Но последние страницы «Монсиньора Кихота» мало подтверждают мнение статусного рецензента, что персонажи романа «борются и обессиливают или побеждают в мире, где добро и зло в них самих и в обществе фатально и безысходно враждуют между собой, – в мире манихея»[204]
. Неверие в обеспеченность всегдашняя черта гриновской психики. «Цена свободы, даже внутри Церкви, это вечная бдительность». Добро конечно существует только до тех пор, пока решительно отстаивается. Но к этим непременным мотивам теперь прибавляется тема внутренней победы, триумфа среди видимого бессилия и поражения. Этот перелом отдаленно готовился в концовках «Власти и славы», «Путешествий с тетушкой» и первой автобиографической книги «Образ жизни».Мирный монсиньор Кихот, потрясенный революцией (выражение его политграмотного спутника), им же невольно начатой посреди деревенского праздника, и преследованием патруля guardia civil, стреляющего в раздражении по покрышкам неожиданно резвого Росинанта, падает с ног в монастыре траппистов, где нашел приют, и скоро впадает в предсмертное забытье. Из его бессвязного бреда, рода исповеди, окружающим открывается чистота этой души. Ночью он сомнамбулически поднимается с постели, идет во внутреннюю монастырскую церковь и при трех изумленных свидетелях сонно служит литургию, на которую давно не имел права наяву, подчиняясь интердикту местного епископа. Память умирающего хранит немногие, но зато главные узлы мессы. Отсутствие облаток, чаши, вина не останавливает Кихота и не прерывает его глубокого гипноза: он причащается не держа в руках ничего, и больше того, дает таким же воздушным образом причаститься и Санчо, который невольно включается в действо. «Я не предлагаю тебе губернаторства, Санчо, я предлагаю тебе Царство. Иди за мной, и ты найдешь Царство».
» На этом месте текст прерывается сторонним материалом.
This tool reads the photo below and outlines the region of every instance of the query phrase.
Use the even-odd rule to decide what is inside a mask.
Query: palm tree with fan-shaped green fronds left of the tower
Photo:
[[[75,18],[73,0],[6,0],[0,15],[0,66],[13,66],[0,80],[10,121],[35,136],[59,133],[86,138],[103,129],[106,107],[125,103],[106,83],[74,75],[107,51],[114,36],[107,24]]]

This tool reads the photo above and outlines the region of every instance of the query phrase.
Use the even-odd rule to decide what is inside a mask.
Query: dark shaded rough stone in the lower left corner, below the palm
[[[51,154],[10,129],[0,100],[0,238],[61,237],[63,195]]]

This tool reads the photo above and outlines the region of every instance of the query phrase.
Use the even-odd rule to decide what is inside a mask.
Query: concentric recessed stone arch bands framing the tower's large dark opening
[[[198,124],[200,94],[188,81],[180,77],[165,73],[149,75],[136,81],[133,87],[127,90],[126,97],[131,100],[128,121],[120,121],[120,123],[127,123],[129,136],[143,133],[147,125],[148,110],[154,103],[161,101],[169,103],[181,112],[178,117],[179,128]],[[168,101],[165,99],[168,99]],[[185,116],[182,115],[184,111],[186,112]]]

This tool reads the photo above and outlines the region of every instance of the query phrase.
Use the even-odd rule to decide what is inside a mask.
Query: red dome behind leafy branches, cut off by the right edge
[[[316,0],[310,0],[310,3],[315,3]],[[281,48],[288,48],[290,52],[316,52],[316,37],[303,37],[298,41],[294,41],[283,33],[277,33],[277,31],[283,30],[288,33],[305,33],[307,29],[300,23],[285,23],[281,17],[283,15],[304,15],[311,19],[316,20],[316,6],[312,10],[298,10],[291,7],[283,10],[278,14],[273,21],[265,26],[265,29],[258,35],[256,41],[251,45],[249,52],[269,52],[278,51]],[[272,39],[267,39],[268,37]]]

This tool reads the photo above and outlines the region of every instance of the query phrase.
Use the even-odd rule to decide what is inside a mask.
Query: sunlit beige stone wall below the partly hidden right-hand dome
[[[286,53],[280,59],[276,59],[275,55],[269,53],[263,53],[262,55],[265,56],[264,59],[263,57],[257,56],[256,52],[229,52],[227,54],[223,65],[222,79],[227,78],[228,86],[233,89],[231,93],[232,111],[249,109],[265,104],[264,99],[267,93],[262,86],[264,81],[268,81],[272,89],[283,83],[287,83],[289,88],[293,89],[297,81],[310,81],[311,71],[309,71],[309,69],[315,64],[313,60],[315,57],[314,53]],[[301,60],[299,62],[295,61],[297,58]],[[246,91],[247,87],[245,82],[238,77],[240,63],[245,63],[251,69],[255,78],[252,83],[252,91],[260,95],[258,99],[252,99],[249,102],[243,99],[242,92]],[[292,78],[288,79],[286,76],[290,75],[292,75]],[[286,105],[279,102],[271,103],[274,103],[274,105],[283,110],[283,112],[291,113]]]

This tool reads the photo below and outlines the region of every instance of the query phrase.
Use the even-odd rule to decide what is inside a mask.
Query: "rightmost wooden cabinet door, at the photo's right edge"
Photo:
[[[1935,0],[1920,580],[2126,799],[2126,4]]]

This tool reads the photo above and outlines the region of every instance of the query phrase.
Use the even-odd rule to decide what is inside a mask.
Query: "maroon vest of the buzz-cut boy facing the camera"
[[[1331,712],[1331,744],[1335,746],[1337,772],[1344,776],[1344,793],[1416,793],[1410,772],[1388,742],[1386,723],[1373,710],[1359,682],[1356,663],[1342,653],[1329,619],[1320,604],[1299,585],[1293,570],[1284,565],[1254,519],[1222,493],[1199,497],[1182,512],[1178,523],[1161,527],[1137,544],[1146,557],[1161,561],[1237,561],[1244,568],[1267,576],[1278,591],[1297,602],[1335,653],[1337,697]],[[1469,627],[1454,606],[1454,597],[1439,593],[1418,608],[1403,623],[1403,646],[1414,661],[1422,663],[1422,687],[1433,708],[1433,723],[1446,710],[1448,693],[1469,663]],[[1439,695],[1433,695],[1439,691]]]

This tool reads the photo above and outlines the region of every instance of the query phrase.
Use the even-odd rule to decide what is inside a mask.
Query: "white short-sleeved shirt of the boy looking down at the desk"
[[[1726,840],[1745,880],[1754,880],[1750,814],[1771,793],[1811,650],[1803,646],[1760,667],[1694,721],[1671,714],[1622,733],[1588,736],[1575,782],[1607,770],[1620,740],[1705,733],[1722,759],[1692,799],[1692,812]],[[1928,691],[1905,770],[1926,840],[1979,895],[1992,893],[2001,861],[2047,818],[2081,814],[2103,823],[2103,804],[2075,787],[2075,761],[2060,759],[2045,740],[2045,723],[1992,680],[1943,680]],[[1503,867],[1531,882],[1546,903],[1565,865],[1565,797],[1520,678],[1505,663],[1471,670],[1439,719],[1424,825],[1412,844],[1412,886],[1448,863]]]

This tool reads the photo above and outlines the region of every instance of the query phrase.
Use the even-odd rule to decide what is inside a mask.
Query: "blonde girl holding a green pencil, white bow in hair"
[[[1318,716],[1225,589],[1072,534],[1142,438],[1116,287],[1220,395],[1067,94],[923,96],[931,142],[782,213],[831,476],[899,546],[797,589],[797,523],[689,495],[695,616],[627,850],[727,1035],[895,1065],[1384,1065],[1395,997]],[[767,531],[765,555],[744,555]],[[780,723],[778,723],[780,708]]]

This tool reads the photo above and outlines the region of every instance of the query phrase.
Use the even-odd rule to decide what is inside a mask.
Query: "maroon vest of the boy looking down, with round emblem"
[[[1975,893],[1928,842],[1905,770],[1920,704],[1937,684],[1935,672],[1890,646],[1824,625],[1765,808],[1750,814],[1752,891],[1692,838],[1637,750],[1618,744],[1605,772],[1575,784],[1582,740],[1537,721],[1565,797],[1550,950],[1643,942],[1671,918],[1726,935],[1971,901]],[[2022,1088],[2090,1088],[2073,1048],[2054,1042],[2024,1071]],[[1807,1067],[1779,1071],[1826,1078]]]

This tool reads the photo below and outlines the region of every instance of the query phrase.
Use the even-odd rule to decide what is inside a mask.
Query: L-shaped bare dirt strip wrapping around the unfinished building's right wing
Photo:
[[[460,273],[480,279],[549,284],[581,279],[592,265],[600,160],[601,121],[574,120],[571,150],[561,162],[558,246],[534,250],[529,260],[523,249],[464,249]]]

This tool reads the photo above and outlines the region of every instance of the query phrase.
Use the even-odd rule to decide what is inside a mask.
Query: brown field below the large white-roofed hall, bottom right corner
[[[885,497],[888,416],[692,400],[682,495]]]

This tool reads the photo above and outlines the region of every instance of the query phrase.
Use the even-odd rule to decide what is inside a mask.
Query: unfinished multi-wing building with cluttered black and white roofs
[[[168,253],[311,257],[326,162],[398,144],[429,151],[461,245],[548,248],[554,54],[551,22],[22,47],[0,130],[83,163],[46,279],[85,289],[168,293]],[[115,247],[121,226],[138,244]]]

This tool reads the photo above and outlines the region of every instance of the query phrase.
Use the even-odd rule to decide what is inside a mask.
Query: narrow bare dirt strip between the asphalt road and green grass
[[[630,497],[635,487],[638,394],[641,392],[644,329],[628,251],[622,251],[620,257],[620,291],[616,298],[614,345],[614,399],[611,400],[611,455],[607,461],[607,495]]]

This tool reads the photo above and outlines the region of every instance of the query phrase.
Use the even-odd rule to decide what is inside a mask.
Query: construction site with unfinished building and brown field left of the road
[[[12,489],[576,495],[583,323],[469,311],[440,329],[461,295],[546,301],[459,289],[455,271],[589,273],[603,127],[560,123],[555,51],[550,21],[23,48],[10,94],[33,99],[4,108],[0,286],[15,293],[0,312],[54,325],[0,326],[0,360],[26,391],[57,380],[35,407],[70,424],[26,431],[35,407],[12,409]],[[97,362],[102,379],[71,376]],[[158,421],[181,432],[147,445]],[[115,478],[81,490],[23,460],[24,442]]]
В притче Грина жизнь, замечательная только верностью сердечному чувству, внешне до смешного неудачная, заканчивается неожиданным торжеством. Смерть, захватывающая Кихота сразу после его невещественного причащения, подчеркивает окончательность победы. Ее прочность удостоверена тем, что вера Кихота продолжает действовать за границей дневного сознания и поверх обстоятельств. Присутствуют американский профессор-историк, монах траппист и Санчо; они вынуждены признать, что если хлеб и вино пресуществляются на мессе в плоть и кровь, с равным успехом по вере Кихота может пресуществиться воздух, и стало быть предсмертное приобщение было настоящим. Нищий чудак оставляет в мире невидимое, но неистребимое наследство. В самом деле, атеист Санчо с удивлением замечает что смерть друга не прервала отношений с ним. «Мэр не отвечал… Совсем непривычная для него мысль засела у него в голове. Почему ненависть к человеку – даже к такому человеку как Франко – умирает вместе с его смертью, и однако же любовь, та любовь, которую он почувствовал к отцу Кихоту, теперь похоже жила и возрастала наперекор последнему расставанию и последнему молчанию, – и сколько еще, подумал он с какой-то опаской, эта его любовь может продолжаться? Зачем она, и чем кончится?»[205]
Католик Кихот, приобщая убежденного скептика к традиции бескорыстной любви, обращает его у Грина парадоксальным образом не в веру, а в сомнение. Это он, а не атеист, сомневается во всем. Современный рыцарь твердо стоит только на одном, на том, что Бог есть. «Вы думаете, – вскипает он однажды, рассерженный намеками на литературность своей родословной, – что и мой Господь иллюзия, как ветряные мельницы. Нет Он существует, говорю вам; я не просто верую в Него, я касаюсь Его». В остальном безответно любящий, ненавязчивый Господь, каким Его видит Кихот, дает человеку неограниченную свободу думать и сомневаться. Только в кошмарном сне Кихоту однажды привиделось что Христа сняли с Голгофы в виду всего народа легионы ангелов, заставив тем бесповоротно уверовать в его власть и силу. «Боже спаси меня от такой веры», в ужасе молит священник, и прибавляет, о мэре Санчо: «Его тоже спаси от веры, save him too from belief»[206]
. Вслед за Грином его герой вычитывает из Мигеля Унамуно: «Есть смутный голос, голос неопределенности, чей шепот звучит в ушах верующего. Кто знает? Как мы без этой неопределенности смогли бы жить?» Само рыцарство нового Кихота стало бы полицейской службой, не будь его Бог безответен, – хотя, с другой стороны, не будь Он в то же время, как знает Кихот, еще и всемогущ, безобидный и наивный воитель показался бы самому себе шутом.